Competition Law Concerns of Big Data
[Venkata Sai Aditya Santosh Badana]

 

The author is a 4th year student of ICFAI Law School, Dehradun.

Introduction:

Several years ago, “The Economist Magazine” noted that data, particularly consumer data, had become “the new raw material of business: an economic input almost on a par with capital and labors.” The choice of buzzwords in the instant interplay between antitrust and the digital economy, however, is not merely “data”, but “big data”. Traits of “big data” that are frequently cited are large amounts of different types of data, produced at high speed from multiple sources, whose handling and analysis require new and more powerful processors and algorithms.[i] To simplify, “big data” is often defined by the three characteristics or “3 V”s – Variety, Velocity, Volume.[ii]

This brings us to the question whether big data or data allied activities in general can be examined by the sector specific competition watchdog when inter alia Data protection Authorities are in place? To answer this intriguing question at its simplest, data is simply a product and a competition law analysis can be applied to it as is applied to any other product. Services founded on data can be analyzed in the same way under competition law as any other service.[iii]

This article casts light on the debate of Antitrust concerns of Big data by examining some of the key issues and parameters that may need to be considered when assessing the nexus between market power, competition law and data. For this purpose it is necessary to first delineate what is by meant “big data”.The theories of anti-competitive harm usually associated with data collection and exploitation in digital markets are presented in section II, while theories to regulate Data driven combinations are dealt with in Section III.

Anti-Competitive Arrangements and Big Data:

Data collection may facilitate collusion when this data is employed to fix prices in tandem with the use of algorithmic technology.Factual examples of aforementioned scenario cases include United States v. Airline Tariff Publ’g Co.[iv] as well as the David Topkins case[v]. The ruling in that latter case stated that “in order to implement this agreement, David Topkins and his co-conspirators concurred to employ specific pricing algorithms for the agreed-upon posters with the object of corresponding changes to their assigned prices”.

In furtherance of the conspiracy, David Topkins created a computer code that instructed Company A’s algorithm to set prices of the posters analogous to price fixing agreement, and the same algorithm was entrusted to ensure compliance. In pursuance with the agreements reached, The Northern District of California in San Francisco held that, “David Topkins and his co-conspirators sold, distributed, and accepted payment for the agreed upon posters at collusive, non-competitive prices on Amazon marketplace[vi].” Topkins also has agreed to pay a $20,000 criminal fine and cooperate with the department’s ongoing investigation.

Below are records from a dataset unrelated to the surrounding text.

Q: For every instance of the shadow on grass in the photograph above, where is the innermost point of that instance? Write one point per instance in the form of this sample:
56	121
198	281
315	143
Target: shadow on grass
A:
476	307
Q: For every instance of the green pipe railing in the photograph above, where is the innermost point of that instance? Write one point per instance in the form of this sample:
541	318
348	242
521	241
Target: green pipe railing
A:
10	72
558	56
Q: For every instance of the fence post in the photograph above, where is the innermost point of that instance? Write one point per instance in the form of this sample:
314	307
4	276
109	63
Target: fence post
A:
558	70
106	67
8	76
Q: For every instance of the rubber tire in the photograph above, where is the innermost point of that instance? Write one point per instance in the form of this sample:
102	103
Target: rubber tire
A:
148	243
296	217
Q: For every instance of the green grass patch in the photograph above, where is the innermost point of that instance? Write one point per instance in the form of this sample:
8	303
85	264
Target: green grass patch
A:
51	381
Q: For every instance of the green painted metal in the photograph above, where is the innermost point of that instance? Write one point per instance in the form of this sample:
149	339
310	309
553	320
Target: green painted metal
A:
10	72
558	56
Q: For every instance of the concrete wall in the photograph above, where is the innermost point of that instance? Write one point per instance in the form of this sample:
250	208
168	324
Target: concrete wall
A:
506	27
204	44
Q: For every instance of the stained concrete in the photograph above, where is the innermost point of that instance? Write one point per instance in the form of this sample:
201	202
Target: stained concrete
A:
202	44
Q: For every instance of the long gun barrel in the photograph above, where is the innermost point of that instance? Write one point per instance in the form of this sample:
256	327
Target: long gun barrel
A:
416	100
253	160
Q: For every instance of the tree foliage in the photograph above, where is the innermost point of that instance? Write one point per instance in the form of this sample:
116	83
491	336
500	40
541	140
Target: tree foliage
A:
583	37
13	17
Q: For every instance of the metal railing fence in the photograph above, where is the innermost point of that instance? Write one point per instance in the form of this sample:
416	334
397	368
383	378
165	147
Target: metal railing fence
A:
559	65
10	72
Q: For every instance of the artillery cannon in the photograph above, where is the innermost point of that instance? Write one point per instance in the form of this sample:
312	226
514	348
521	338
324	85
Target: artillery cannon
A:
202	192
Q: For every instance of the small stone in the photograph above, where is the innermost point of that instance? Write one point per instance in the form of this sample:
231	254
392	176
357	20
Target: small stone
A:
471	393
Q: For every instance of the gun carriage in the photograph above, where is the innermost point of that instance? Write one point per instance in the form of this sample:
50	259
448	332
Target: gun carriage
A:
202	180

It is exigent here to outline that there that CCI as of date is yet to bring a successful prosecution or levelling of charges of employing big data for collusion. But there is glimmer of hope by drawing inferences from the recent development of CCI[vii] imposing a fine of Rs.258 crore on three leading airlines – Jet Airways, Indigo and Spice Jet after finding them guilty of tacit collusion and cartel like behavior in overcharging cargo freight in the garb of fuel surcharge. It essentially found that the three airlines had fixed a fuel surcharges at a uniform rate through algorithms on the very same day and they all increased the surcharges at the same time without any analogous rise in the fuel prices. Such conduct was found to have resulted in indirectly determining the rates of air cargo transport in contravention of section 3 of the Competition Act, 2002.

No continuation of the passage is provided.